Oui, le peuple est partout de nos amis ;
Oui, le peuple est partout, partout de nos amis.
Bravant neige, froid, pluie, orage,
Au bruit des torrents nous dormons.
Ah ! qu’on aspire de courage,
Dans l’air pur du sommet des monts !
Cimes à nous connues,
Cent fois vous nous voyez
La tête dans les nues
Et la mort sous nos pieds.
Malheur ! malheur aux commis !
À nous, bonheur et richesse !
Le peuple à nous s’intéresse :
Il est de nos amis.
Oui, le peuple est partout de nos amis ;
Oui, le peuple est partout, partout de nos amis.
Aux échanges l’homme s’exerce ;
Mais l’impôt barre les chemins.
Passons : c’est nous qui du commerce
Tiendrons la balance en nos mains.
Partout la Providence
Veut, en nous protégeant,
Niveler l’abondance,
Éparpiller l’argent.
Malheur ! malheur aux commis !
À nous, bonheur et richesse !
Le peuple à nous s’intéresse :
Il est de nos amis.
Oui, le peuple est partout de nos amis ;
Oui, le peuple est partout, partout de nos amis.
Nos gouvernants, pris de vertige,
Des biens du ciel triplent le taux,
Font mourir le fruit sur sa tige,
Du travail brisent les marteaux.
Pour qu’au loin il abreuve
Le sol et l’habitant,
Le bon Dieu crée un fleuve :
Ils en font un étang.
Malheur ! malheur aux commis !
À nous, bonheur et richesse !
Le peuple à nous s’intéresse :
Il est de nos amis.
Oui, le peuple est partout de nos amis ;
Oui, le peuple est partout, partout de nos amis.
Quoi ! l’on veut qu’uni de langage,
Aux mêmes lois longtemps soumis,
Tout peuple qu’un traité partage
Forme deux peuples d’ennemis.
Non ; grâce à notre peine,
Ils ne vont pas en vain
Filer la même laine,
Sourire au même vin.
Malheur ! malheur aux commis !
À nous, bonheur et richesse !
Le peuple à nous s’intéresse :
Il est de nos amis.
Oui, le peuple est partout de nos amis ;
Oui, le peuple est partout, partout de nos amis.
À la frontière où l’oiseau vole,
Rien ne lui dit : Suis d’autres lois.
L’été vient tarir ta rigole
Qui sert de limite à deux rois.
Prix du sang qu’ils répandent,
Là, leurs droits sont perçus.
Ces bornes qu’ils défendent,
Nous sautons par-dessus.
Malheur ! malheur aux commis !
À nous, bonheur et richesse !
Le peuple à nous s’intéresse :
Il est de nos amis.
Oui, le peuple est partout de nos amis ;
Oui, le peuple est partout, partout de nos amis.

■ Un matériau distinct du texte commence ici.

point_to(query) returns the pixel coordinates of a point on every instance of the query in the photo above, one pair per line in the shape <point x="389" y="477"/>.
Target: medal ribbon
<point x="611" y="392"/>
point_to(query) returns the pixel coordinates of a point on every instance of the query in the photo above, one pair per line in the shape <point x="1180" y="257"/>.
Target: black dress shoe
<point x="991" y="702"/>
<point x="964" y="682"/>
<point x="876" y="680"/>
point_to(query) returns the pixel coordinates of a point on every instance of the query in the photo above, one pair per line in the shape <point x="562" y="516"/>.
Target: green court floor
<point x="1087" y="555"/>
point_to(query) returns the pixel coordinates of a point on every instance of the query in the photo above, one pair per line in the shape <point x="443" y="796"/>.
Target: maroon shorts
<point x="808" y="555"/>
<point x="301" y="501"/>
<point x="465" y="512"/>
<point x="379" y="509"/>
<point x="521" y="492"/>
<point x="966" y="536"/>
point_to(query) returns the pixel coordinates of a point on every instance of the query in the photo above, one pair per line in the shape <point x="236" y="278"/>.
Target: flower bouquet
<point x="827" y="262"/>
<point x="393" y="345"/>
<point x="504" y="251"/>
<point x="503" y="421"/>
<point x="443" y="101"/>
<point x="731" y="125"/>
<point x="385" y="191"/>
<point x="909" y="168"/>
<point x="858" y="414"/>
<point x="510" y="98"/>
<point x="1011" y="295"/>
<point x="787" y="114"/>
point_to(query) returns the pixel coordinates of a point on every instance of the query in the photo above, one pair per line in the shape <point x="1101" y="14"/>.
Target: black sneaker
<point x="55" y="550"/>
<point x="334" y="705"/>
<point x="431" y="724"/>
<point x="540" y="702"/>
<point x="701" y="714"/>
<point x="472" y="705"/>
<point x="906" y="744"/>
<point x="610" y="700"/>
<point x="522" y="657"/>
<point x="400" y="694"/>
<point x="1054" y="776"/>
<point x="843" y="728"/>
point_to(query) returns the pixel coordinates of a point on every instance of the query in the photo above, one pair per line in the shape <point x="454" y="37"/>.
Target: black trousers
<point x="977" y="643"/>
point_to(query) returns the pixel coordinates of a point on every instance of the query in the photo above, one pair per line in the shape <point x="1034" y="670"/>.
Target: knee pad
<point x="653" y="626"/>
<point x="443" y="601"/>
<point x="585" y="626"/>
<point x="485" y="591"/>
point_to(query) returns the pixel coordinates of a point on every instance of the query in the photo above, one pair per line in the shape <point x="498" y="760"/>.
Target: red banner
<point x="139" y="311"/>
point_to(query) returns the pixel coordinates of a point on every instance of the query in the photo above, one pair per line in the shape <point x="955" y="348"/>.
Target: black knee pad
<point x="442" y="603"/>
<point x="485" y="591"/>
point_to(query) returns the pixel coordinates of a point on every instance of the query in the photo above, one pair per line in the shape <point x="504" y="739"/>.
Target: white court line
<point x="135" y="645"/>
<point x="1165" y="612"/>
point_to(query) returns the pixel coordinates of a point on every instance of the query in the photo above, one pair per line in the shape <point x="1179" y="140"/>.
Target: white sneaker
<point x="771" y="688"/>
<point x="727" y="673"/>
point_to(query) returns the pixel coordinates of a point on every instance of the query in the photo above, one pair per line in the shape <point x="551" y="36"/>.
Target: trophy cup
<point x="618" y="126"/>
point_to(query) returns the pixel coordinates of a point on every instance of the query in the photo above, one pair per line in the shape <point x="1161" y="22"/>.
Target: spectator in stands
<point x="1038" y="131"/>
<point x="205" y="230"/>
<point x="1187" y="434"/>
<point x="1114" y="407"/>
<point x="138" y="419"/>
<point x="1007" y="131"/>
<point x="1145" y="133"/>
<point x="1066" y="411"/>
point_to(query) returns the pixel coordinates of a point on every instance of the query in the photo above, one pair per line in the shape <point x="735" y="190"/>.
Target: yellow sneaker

On nous chante dans nos campagnes,
Nous, dont le fusil redouté,
En frappant l’écho des montagnes,
Peut réveiller la liberté.
Quand tombe la patrie
Sous de voisins altiers,
Mourante elle s’écrie :
À moi, contrebandiers !
Malheur ! malheur aux commis !
À nous, bonheur et richesse !
Le peuple à nous s’intéresse :
Il est de nos amis.
Oui, le peuple est partout de nos amis ;
Oui, le peuple est partout, partout de nos amis.

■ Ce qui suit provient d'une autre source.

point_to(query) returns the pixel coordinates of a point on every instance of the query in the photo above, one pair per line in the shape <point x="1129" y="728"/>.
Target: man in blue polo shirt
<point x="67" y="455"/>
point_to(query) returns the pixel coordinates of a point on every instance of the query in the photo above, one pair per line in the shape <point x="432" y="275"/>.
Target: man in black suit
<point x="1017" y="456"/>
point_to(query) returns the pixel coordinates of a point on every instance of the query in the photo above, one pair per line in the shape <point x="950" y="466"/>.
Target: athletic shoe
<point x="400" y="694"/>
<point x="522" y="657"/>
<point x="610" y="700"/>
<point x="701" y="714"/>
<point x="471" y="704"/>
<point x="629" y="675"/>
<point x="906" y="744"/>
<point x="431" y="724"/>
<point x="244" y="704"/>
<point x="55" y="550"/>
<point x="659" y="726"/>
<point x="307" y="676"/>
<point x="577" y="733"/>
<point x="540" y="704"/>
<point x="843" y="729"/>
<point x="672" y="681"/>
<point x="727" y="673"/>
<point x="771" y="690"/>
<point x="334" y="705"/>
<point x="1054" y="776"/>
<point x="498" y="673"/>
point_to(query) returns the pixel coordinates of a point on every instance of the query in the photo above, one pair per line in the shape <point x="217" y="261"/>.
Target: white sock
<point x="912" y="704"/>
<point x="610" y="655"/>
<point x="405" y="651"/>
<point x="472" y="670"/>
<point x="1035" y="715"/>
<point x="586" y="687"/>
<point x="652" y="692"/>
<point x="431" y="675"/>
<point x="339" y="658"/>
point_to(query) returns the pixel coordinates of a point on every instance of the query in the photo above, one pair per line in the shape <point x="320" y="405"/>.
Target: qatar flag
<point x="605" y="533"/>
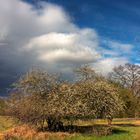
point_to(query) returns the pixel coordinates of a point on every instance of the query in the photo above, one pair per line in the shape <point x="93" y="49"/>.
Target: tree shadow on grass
<point x="126" y="125"/>
<point x="119" y="131"/>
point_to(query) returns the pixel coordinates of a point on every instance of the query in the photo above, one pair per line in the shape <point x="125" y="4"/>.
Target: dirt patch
<point x="28" y="132"/>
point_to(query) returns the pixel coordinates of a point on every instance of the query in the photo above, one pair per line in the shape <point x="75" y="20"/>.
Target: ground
<point x="124" y="129"/>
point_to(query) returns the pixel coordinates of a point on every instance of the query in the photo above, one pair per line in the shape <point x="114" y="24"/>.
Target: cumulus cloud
<point x="106" y="65"/>
<point x="47" y="37"/>
<point x="73" y="48"/>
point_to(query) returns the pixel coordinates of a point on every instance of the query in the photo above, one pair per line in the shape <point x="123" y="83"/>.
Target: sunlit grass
<point x="121" y="132"/>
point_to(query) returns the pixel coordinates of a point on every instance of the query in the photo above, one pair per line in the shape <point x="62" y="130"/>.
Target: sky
<point x="60" y="35"/>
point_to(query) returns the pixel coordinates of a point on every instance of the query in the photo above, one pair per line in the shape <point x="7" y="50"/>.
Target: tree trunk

c*. Le Bon Sens d’un homme de rien est un livre d’un grand sens fait par un homme de beaucoup d’esprit. Dans un cadre fort original, l’auteur, philanthrope consciencieux et instruit, a traité beaucoup de questions économiques qu’il a su revêtir d’une forme à la fois piquante et familière. Les questions politiques y sont également abordées avec une franchise toute bretonne. Le style de cet ouvrage, remarquable par une correction sans recherche et une naïveté sans affectation, décèle un très rare talent d’écrivain, fait pour s’illustrer dans la défense des intérêts populaires. À l’appui de cette opinion, on peut lire le discours prononcé par M. Bernard, à la Chambre, lors de la discussion sur la réforme du Code pénal.